Quando a carta chega, todos ficam surpresos e até recorrem ao médico para verificar se seria mesmo adequado que D. Marta passasse por aquele choque. Logo que lê a mensagem, ela já começa a justificar o marido, dizendo que ele havia demorado todo esse tempo porque estava ocupado arrumando a bagunça que ela havia deixado em casa. O doutor Bernardo diz que ela não devia mais se preocupar com o que havia deixado desorganizado para trás. Então, dona Marta responde-lhe de maneira direta, esclarecendo de uma vez por todas o que aquela carta representava para ela:

eu tenho que pensar na minha casa e como deve estar bonita como sempre esteve, porque se pensar no que é estar aqui ponho o corpo no chão e digo-lhe para morrer.

A esperança que dona Marta cultivou todo esse tempo foi a forma que ela encontrou para sobreviver aos dias no asilo. Quando António e seus colegas conversam sobre o episódio, terminam em uma discussão sobre o que significa acreditar. Assim como dona Marta tinha fé de que a carta chegaria, sem se importar com as várias vezes em que o sonho não se concretizou, Anísio Franco tinha uma crença inabalável em seus santos. O senhor Pereira, então, conclui:

…acreditar é uma coisa íntima e que não se explica, apenas se sente.

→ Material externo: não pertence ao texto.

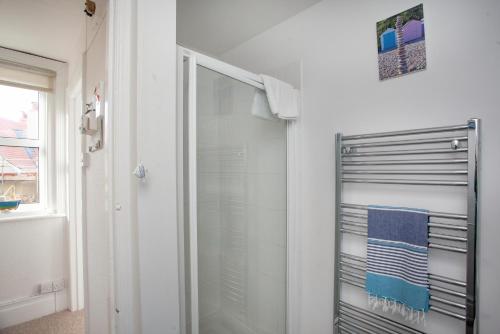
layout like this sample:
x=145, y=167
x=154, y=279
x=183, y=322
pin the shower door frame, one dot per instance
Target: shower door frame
x=292, y=245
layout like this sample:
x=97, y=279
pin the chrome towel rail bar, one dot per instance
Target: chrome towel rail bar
x=448, y=157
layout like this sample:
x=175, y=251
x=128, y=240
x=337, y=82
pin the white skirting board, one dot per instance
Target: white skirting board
x=26, y=309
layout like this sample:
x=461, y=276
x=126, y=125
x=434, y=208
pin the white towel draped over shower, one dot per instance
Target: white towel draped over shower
x=282, y=99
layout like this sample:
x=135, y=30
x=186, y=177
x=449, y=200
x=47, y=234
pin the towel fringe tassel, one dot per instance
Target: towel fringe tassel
x=409, y=314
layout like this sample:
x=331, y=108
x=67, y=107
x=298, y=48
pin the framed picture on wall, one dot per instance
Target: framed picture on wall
x=401, y=43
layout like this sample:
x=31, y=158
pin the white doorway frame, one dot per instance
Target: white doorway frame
x=75, y=229
x=293, y=248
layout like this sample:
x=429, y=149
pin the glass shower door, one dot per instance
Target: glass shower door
x=239, y=280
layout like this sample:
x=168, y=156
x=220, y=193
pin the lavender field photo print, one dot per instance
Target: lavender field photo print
x=401, y=43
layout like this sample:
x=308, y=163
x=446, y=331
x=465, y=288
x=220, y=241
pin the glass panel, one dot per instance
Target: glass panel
x=18, y=112
x=19, y=174
x=241, y=194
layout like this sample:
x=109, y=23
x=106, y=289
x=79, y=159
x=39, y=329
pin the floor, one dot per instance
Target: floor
x=65, y=322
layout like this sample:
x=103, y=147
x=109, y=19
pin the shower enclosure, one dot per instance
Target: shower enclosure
x=233, y=231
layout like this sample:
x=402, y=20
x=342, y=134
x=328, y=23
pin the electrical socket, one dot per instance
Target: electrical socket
x=46, y=287
x=58, y=285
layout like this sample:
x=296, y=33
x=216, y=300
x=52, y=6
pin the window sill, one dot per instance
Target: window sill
x=27, y=216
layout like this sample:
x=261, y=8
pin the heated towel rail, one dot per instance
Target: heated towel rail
x=436, y=157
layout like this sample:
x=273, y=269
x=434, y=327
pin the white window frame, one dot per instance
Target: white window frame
x=41, y=144
x=52, y=139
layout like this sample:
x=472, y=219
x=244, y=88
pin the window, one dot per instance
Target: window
x=22, y=143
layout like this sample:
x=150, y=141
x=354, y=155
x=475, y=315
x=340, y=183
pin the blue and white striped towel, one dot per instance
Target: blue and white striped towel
x=397, y=265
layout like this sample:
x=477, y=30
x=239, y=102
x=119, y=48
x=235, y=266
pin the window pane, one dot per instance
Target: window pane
x=18, y=112
x=19, y=174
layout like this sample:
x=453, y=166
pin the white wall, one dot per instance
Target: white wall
x=335, y=40
x=156, y=148
x=96, y=174
x=32, y=251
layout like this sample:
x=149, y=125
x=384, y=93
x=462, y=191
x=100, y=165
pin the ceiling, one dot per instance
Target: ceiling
x=49, y=28
x=216, y=26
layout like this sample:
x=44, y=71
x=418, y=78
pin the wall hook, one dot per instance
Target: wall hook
x=140, y=171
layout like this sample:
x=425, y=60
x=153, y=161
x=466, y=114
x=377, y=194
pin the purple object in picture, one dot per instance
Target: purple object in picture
x=401, y=43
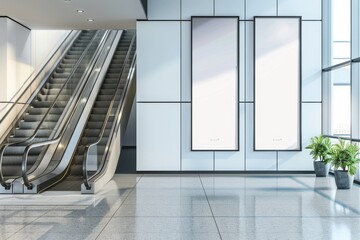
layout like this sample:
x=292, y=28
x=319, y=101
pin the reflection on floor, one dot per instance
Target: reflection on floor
x=189, y=207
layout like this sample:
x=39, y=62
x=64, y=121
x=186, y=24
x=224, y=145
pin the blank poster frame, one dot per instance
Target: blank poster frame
x=299, y=102
x=237, y=87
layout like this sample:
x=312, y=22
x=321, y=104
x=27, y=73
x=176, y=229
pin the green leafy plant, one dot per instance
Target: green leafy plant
x=345, y=156
x=320, y=148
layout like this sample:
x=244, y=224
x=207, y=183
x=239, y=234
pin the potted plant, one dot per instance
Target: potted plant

O Silva da Europa discorda e acha que acreditar tem mais a ver com se iludir, com ter “uma qualquer saudade de nós mesmos”, dos tempos que passaram e não voltam. Ao pensar nisso, António recorda-se de sua juventude e descobre que, na verdade, há muito tempo ele vinha nessa luta diária pela sobrevivência, mesmo sem perceber:

eis a emissão certa, a propaganda que não podíamos dispensar, sobreviver, segurarmo-nos, e aos nossos, e abrir caminho até morte dentro. essa é que era a essência possível da felicidade, aguentar enquanto desse.

A única diferença é que agora não havia mais a quem se segurar, senão ele mesmo. E isso tornava o fardo da sobrevivência muito mais pesado.